Tarif social de l’eau : une fausse bonne idée !

Après la mise en place de la tarification sociale pour le gaz et l’électricité, du tarif social des crèches et des centres de loisirs, après «la cantine à 1 euro» annoncée dans Le JDD le Dimanche 7 avril, par la secrétaire d’État auprès de la ministre de la Santé, Christelle Dubos, dont « la mise en application immédiate » reste pour l’heure sans réponse, le bruit court dans les couloirs du gouvernement du lancement prochain de l’expérimentation d’un « tarif social de l’eau ».

Reçu lundi dernier par Jean-Jacques Bourdin, François de Rugy n’a pas vraiment démenti parlant « d’une fuite d’eau » … Le projet serait donc à l’étude, il s’agirait de permettre aux collectivités de mettre en place une tarification sociale progressive tenant compte de la situation des ménages, selon la procédure prévue par la Loi du 15 avril 2013, dite ”Loi Brottes” !

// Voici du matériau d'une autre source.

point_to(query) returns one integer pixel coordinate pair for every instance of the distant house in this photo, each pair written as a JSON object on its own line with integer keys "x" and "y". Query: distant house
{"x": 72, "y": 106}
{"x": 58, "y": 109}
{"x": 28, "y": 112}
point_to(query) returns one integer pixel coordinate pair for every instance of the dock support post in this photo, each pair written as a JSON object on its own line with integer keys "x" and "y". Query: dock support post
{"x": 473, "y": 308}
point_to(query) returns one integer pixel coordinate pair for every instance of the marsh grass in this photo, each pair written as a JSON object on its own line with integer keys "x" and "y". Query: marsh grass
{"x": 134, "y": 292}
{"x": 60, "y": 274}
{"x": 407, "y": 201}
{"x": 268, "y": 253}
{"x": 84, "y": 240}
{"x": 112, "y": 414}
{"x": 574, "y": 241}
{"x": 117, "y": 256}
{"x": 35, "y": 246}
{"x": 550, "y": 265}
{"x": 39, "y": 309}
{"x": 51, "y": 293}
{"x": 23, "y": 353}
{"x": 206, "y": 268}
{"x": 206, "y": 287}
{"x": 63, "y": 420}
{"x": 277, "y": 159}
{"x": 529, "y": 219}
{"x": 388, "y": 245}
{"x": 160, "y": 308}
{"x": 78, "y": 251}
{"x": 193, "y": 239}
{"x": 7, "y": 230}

Tout le monde se dit « pourquoi pas », « l’intention est bonne », bien sûr, l’eau doit être accessible à tous !
Moi, élu local, je vois derrière cette annonce, un dispositif social de plus (il y en a déjà 50 !) dans un « modèle social » déjà hyper complexe ! Je vois nos secrétariats obligés de demander aux habitants de justifier de leurs revenus pour accéder à l’eau potable ! Et j’imagine le très grand nombre d’habitants, qui, ne voulant pas communiquer leurs revenus, renonceront à cette aide sociale de plus !

Je suis contre toutes ces annonces qui ne font , au final, que mettre sous perfusion un peu plus chaque jour les ayant-droits, qui ne font qu’enrager ceux, qui mesure après mesure, avec les effets de seuil, n’ont jamais le droit à rien, et qu’assommer les collectivités locales en les transformant en inspecteur des ressources sociales et fiscales des familles, au lieu de leur permettre d’exercer leurs missions !

La solution n’est pas dans une mesure sociale de plus qui augmente encore les effets de seuils et la complexité administrative d’un « modèle social » qui n’est plus un modèle pour personne.

Il faut revenir aux fondamentaux !

La solution est dans la simplification des aides sociales (l’aide sociale unique) qui garantit la lisibilité de l’aide et la liberté des familles dans la gestion de leur budget, dans l’universalité qui garantit l’égalité, et dans la fiscalisation qui garantit l’équité et la fraternité entre les familles.

La solution est dans le retour aux fondamentaux, afin que chacun bénéficie de l’aide « selon ses besoins » et cotise « selon ses moyens », principe édicté après la guerre par les fondateurs de la sécurité sociale.
Cette simplification doit permettre à l’administration fiscale, à l’administration sociale et aux collectivités locales d’exercer leurs missions, rien que leurs missions, sans empiéter sur celles des autres. Une clarification nécessaire dont ont besoin les citoyens !

Simplifions !

La simplification sera source aussi d’économies car elle obligera à fusionner des organismes multiples qui, aujourd’hui, gèrent des dispositifs multiples.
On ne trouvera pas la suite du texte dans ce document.